Lisboa já viu de tudo. Mas naquele dia de janeiro de 1925, viu algo que nem os lisboetas mais antigos se lembravam de ter presenciado: 500 bois bravos a marchar pelas suas ruas, como se estivessem num cortejo improvisado entre o Cais de Alcântara e o matadouro municipal.
Não era um protesto, nem uma nova forma de tourada urbana — era logística pura e dura.
A capital atravessava uma crise alimentar séria. A carne era cara, escassa, e para muitas famílias, um luxo apenas visto ao longe. A Câmara Municipal de Lisboa, talvez inspirada pela ideia de que em tempo de fome não há espaço para hesitações, decidiu importar gado da Argentina.
Sim, da Argentina, com tudo o que isso implica em termos de distância, cheiro e burocracia.
No dia 2 de janeiro, o cargueiro “Dionisios Stabata” atracou em Lisboa, trazendo 500 bois — bravos, diga-se — depois de uma travessia transatlântica que, para os animais, não terá sido propriamente um cruzeiro de luxo.
O momento do desembarque foi solenemente acompanhado por autoridades municipais, diplomatas argentinos e espanhóis e uma multidão curiosa, que talvez esperasse ver tangos e alfajores, mas encontrou mugidos e campinos.
A missão seguinte era simples, no papel: levar os bois do cais até ao matadouro municipal do Alto da Cruz do Tabuado, em Campolide. Só que não havia camiões suficientes, nem tempo a perder.
Resultado? Os bois seguiram a pé pelas ruas de Lisboa, guiados por campinos com nervos de aço. A cidade assistia, boquiaberta, a um desfile bovino pela calçada portuguesa.

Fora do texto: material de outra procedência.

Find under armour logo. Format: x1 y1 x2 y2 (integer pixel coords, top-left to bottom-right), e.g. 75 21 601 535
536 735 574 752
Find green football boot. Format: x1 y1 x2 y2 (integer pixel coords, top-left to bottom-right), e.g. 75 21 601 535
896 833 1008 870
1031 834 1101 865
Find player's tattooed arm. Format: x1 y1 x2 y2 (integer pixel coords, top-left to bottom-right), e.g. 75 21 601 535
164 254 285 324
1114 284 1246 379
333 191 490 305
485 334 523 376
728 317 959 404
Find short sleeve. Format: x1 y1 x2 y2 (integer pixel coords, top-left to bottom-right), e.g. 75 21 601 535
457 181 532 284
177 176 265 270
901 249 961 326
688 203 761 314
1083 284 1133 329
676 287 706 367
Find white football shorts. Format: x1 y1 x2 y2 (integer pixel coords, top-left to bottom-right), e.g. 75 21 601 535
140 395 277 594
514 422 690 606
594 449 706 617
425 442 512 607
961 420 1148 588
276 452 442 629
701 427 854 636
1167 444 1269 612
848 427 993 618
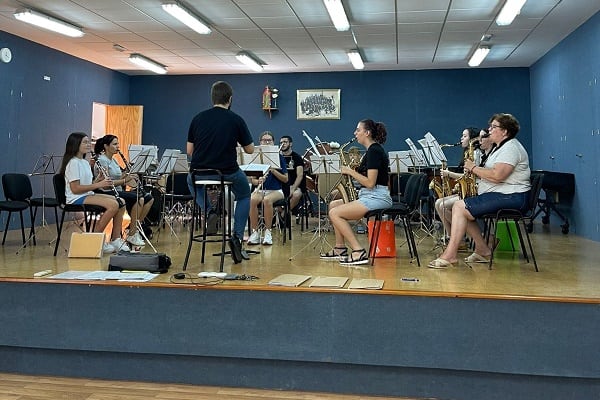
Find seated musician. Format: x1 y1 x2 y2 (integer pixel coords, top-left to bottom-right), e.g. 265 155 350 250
435 127 479 235
279 135 306 210
321 119 392 265
429 113 531 268
60 132 129 253
94 134 154 246
248 131 288 245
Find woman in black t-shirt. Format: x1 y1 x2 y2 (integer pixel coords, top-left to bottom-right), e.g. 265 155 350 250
321 119 392 265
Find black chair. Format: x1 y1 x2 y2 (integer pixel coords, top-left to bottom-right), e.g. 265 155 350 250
365 174 427 267
273 183 292 244
481 173 544 272
4 173 59 245
0 174 33 246
52 174 105 256
163 173 194 228
183 169 233 272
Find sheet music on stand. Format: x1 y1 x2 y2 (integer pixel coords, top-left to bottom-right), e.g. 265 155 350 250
29 154 62 176
238 145 281 176
156 149 181 175
388 150 413 174
418 132 446 167
404 138 427 167
129 144 158 164
129 149 155 174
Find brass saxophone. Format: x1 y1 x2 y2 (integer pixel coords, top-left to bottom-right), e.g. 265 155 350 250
334 138 358 203
455 138 479 199
117 150 141 189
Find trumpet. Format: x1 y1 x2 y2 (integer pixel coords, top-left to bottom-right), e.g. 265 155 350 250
92 154 125 208
117 150 141 189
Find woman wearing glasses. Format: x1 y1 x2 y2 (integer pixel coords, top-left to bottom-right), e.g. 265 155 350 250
429 113 531 269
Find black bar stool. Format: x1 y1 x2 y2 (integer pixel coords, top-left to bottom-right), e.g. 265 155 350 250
183 169 233 272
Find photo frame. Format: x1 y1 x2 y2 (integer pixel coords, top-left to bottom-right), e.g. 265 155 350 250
296 89 341 120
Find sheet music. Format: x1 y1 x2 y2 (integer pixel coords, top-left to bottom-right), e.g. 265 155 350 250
238 145 281 168
302 130 321 156
129 144 158 164
405 138 427 167
425 132 448 165
156 149 181 175
310 154 342 174
388 150 413 174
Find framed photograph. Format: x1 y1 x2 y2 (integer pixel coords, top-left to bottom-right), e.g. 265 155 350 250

O cortejo gerou de tudo: espanto, comentários de ocasião e até algum entusiasmo infantil. As crianças corriam ao lado dos bois como quem segue um cortejo de carnaval antecipado. Os adultos, mais pragmáticos, discutiam os prós e contras da operação. Os mais cínicos perguntavam-se se os bois sabiam ao que iam.
A ideia da autarquia não agradou a toda a gente. Os produtores nacionais protestaram, temendo que a carne argentina arrasasse o mercado local. A imprensa discutiu o tema com fervor.
O país, já a braços com inflação, desemprego e a memória recente da Revolta da Batata de 1917, vivia um ambiente tenso — e mesmo os bois, vindos de longe, acabaram arrastados para o debate político.
Mas para muitos lisboetas, aquela procissão de carne em quatro patas foi um sinal de esperança. Um reforço concreto da promessa de que haveria comida no prato. Nem que, para isso, fosse preciso atravessar o Atlântico.
Hoje, ninguém esperaria ver 500 bois a passear calmamente pelas ruas da capital — embora, em certos dias, o trânsito na 2ª Circular lembre vagamente o ritmo do acontecimento.
Mas esta história sobrevive como uma nota de rodapé deliciosamente insólita num tempo conturbado. Porque a história de Lisboa também se faz de vacas (ou bois) frias… que, por uma vez, vieram aquecer a mesa dos lisboetas.